Private mills continued to try to grow, but major obstacles included high production costs due to inflation and scarcity of foreign exchange with which to buy raw cotton, machinery, and supplies. The war had wreaked havoc on the land, and the textile machine tool industry which had been prospering was largely lost. Finally, as the Chinese Communist Party rose to power, many mill owners packed their bags and moved their operations to Hong Kong to survive, allowing the next stage of development to take place in Hong Kong.
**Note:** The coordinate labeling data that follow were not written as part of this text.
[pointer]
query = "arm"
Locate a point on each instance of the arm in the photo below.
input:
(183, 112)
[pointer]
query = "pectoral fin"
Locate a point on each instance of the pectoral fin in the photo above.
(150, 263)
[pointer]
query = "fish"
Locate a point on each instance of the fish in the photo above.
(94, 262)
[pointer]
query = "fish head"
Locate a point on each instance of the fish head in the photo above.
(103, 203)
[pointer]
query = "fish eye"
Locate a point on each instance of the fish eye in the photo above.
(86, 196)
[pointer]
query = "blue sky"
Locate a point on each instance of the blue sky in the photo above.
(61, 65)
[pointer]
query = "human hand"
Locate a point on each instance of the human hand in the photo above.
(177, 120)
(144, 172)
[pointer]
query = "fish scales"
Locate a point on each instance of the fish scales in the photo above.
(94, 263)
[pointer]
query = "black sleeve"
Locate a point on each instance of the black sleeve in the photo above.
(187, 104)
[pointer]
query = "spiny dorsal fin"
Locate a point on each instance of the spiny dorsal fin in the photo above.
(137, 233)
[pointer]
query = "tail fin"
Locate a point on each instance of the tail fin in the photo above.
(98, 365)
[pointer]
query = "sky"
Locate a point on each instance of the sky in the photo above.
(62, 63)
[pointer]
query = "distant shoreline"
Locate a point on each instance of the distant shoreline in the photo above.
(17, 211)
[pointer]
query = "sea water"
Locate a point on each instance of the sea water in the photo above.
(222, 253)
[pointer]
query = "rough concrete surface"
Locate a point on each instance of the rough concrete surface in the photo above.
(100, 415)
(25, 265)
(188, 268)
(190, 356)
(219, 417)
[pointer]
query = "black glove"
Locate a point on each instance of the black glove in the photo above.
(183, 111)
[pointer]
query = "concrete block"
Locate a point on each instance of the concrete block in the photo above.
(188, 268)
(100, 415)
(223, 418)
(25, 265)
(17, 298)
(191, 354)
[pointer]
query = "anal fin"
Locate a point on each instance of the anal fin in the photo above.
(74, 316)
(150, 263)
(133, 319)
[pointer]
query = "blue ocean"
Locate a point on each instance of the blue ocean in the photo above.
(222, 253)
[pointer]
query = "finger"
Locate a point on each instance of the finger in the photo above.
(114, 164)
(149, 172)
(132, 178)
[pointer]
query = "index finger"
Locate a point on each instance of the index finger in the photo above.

In the first ten years of the People's Republic of China, the Communist Party sought to develop textiles as an urban industry, rather than household production, viewing the latter as wasteful of raw material, wasteful of labor, and a legacy of China's semi-colonial experience. Beginning in 1960, the Communist Party increased its emphasis on the processing of cotton in urban factories rather than households.

During the Mao era, cotton mills were the single largest source of state revenues.

=== Reform and opening up ===
During China's reform and opening up, it abolished its Ministry of the Textile Industry in light of the sector's opening to market activity. The ministry was replaced by a non-governmental association, the Association of the Textile Industry. The association is typically headed by a retired deputy minister from the Ministry of Industry and Information Technology.